Under China’s current property law, the reform would enable collective forest owners to transfer the rights to their forest to outside private sector companies and timber enterprises. As a result, commercial logging, increased collection of firewood and non-timber forest products, unregulated tourism and certain types of industrial development may take place in collective forests at far higher levels than before.
These potential threats may cause deforestation, degradation or disturbance up to 345,700 hectares (more than 850,000 acres) of giant panda habitat, or 15% of what remains.
It’s true that the reform policy may benefit individual farmers through income earned by selling their collective forest for commercial use. However, other compensation approaches could pay local people as much or more while preserving these key corridors of panda habitat.
Back in July 2011, I remember discussing these issues with Russ and Biao. We were concerned about how these reforms might impact China’s panda population. The following year, Jonah Busch visited China and became involved, conducting an economic study to figure out how much “eco-compensation” funding would be needed to lease those collective forests for panda conservation.
China has spent more than US$ 100 billion on “eco-compensation” to buy back development rights from local communities in order to secure the continued provision of ecosystem services like freshwater provision and erosion prevention in Qinghai, Gansu, Inner Mongolia and some other provinces in southwest China. Under this system, communities sign long-term binding conservation agreements for forest habitat outside of existing reserves in exchange for monetary compensation from the government.
This system is already in practice in places like Kaihua in Zhejiang province, where the county government is paying landowners US$ 70 per hectare per year for 48 years to maintain 6,300 hectares (15,600 acres) of collective forest in Gutianshan National Nature Reserve.
Extending the eco-compensation program to giant panda habitat could reduce the threat that tenure reform poses to the giant panda while fulfilling the reform’s goal of increasing local economic benefits.

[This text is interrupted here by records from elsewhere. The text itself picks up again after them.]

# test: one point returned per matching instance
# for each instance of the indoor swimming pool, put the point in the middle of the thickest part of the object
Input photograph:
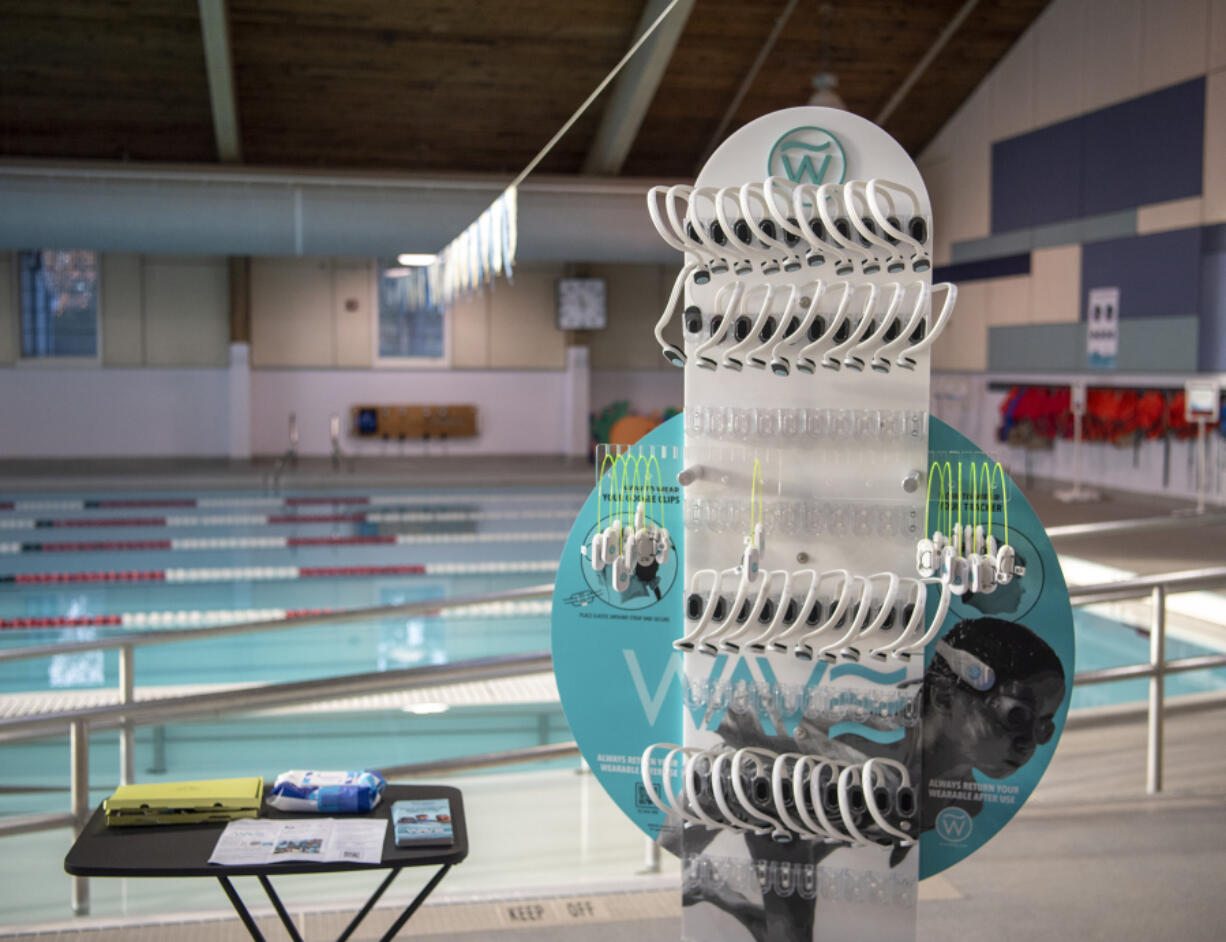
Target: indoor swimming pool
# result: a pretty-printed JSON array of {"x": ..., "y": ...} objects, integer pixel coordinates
[{"x": 87, "y": 567}]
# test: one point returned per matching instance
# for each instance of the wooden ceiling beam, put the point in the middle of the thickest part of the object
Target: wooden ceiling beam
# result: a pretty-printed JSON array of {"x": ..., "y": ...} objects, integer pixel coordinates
[
  {"x": 635, "y": 88},
  {"x": 218, "y": 64}
]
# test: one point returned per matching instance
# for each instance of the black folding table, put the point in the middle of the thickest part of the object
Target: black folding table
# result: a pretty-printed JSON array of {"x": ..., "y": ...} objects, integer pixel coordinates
[{"x": 183, "y": 850}]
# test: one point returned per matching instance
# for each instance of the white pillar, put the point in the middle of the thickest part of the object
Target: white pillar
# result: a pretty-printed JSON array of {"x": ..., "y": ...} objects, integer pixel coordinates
[
  {"x": 576, "y": 404},
  {"x": 240, "y": 402}
]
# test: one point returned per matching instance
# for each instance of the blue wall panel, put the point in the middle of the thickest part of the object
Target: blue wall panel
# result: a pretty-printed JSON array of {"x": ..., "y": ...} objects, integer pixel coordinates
[
  {"x": 1157, "y": 275},
  {"x": 982, "y": 269},
  {"x": 1142, "y": 151},
  {"x": 1145, "y": 150},
  {"x": 1036, "y": 178}
]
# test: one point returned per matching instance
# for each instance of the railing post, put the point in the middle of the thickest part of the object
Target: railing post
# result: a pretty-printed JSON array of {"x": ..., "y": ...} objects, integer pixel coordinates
[
  {"x": 126, "y": 691},
  {"x": 79, "y": 747},
  {"x": 1157, "y": 662}
]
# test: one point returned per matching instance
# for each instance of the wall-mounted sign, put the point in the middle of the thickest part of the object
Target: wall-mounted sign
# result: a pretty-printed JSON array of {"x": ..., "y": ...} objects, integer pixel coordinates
[{"x": 1102, "y": 328}]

Based on a simple model of the relationship between habitat area and giant panda population, we estimated that US$ 240 million in effective eco-compensation payments could prevent a decline in the wild giant panda population from 1,596 to 1,378. An additional US$ 2.25 billion for effective eco-compensation and habitat restoration could increase the population to 2,234 — a jump that would cause the species to be downgraded from Endangered to Vulnerable under the IUCN Red List criteria.
We hope that our letter to Science will raise more public awareness about this issue, as well as convince the Chinese government that it is possible to benefit local communities without further endangering one of the country’s most iconic species.
Li (Aster) Zhang is the technical director of CI-China.